作者:类猿人911 进士,6935.38 游戏积分:0 防御:破坏: 阅读:740发表时间:2025-04-06 10:48:04


   二零一二年冬的一天,司机老赵起了个大早,拿起媳妇给他煮的茶鸡蛋,提起大水杯,急匆匆出了门。他要去开车给北郊的二工区送煤。
   车子发动了,吱咂咂笨重得摇晃着驶出了大门……老赵心里觉得怪怪的……哪里的问题?他不清楚,只是觉得不逮劲。车子不逮劲,人也不逮劲,清晨起来就迷糊。车子发动颤起来的声音,听起来,也不似往日舒畅。
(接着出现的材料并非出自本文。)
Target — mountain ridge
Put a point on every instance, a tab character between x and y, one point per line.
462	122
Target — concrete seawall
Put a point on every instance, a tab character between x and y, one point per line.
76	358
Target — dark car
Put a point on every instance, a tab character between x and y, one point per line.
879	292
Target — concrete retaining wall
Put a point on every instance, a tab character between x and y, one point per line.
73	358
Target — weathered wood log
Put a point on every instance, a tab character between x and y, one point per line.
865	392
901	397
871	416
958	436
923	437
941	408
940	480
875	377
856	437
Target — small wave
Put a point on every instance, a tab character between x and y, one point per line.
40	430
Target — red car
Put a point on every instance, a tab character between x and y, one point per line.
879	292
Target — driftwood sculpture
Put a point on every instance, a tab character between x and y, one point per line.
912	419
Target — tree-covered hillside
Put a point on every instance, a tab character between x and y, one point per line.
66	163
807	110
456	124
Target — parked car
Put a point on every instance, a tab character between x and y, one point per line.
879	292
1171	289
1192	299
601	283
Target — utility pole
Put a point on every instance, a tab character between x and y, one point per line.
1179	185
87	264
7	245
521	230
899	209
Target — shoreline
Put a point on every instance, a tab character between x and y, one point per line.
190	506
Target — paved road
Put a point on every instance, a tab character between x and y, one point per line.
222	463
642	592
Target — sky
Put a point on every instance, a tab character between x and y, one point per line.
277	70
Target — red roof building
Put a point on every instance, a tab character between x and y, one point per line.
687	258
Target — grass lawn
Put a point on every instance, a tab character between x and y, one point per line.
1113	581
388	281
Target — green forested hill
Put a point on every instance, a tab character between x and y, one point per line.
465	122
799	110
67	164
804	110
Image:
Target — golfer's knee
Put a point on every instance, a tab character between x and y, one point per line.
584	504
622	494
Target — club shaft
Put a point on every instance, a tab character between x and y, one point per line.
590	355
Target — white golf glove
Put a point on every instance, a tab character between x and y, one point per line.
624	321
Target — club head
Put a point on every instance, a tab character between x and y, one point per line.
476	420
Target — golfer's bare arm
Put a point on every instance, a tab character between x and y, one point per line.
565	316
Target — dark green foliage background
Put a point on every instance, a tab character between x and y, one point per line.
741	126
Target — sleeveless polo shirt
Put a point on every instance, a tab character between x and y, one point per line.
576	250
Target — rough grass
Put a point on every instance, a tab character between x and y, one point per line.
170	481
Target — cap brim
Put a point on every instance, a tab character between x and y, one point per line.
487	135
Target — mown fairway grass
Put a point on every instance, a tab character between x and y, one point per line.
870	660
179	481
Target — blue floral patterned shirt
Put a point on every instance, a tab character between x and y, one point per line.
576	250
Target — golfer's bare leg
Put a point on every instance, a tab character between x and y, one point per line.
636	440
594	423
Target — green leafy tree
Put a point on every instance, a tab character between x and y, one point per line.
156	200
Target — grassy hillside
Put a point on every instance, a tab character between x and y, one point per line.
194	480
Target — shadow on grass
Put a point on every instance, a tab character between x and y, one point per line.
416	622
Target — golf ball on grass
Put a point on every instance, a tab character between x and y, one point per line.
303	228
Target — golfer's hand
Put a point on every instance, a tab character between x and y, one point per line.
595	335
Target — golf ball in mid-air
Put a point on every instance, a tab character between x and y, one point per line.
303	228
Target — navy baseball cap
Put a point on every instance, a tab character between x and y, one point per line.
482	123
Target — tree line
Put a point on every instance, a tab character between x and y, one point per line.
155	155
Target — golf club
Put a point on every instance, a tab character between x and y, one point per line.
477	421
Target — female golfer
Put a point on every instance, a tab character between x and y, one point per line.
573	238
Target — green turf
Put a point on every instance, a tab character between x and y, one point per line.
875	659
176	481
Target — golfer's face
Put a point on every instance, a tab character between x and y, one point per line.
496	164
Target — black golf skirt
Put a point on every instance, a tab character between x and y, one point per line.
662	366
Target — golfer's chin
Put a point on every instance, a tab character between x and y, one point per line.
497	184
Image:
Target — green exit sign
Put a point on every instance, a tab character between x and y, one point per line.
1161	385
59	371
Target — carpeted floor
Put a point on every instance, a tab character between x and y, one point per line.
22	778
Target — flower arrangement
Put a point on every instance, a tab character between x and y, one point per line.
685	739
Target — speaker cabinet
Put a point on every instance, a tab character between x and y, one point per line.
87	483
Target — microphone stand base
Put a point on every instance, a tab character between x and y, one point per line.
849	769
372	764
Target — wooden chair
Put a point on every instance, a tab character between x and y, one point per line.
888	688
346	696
   他想起昨夜老婆颤起来的呻吟声……早上起来,他腿软。
   老赵是冶炼厂的老司机。
   天冷,整个城市似乎还没睡醒,一大清早街上的行人很少,老赵很自然地换挡提速。车刚柺出街口,嗵得一声,车剧烈一顿,迎面,车前窗一堆红砖黑瓦砸了下来。撞墙的惯性猛地把老赵向前一推,人迎着砖瓦扑去……像电影的慢镜头,看着这一切……老赵眼一黑,晕死了过去。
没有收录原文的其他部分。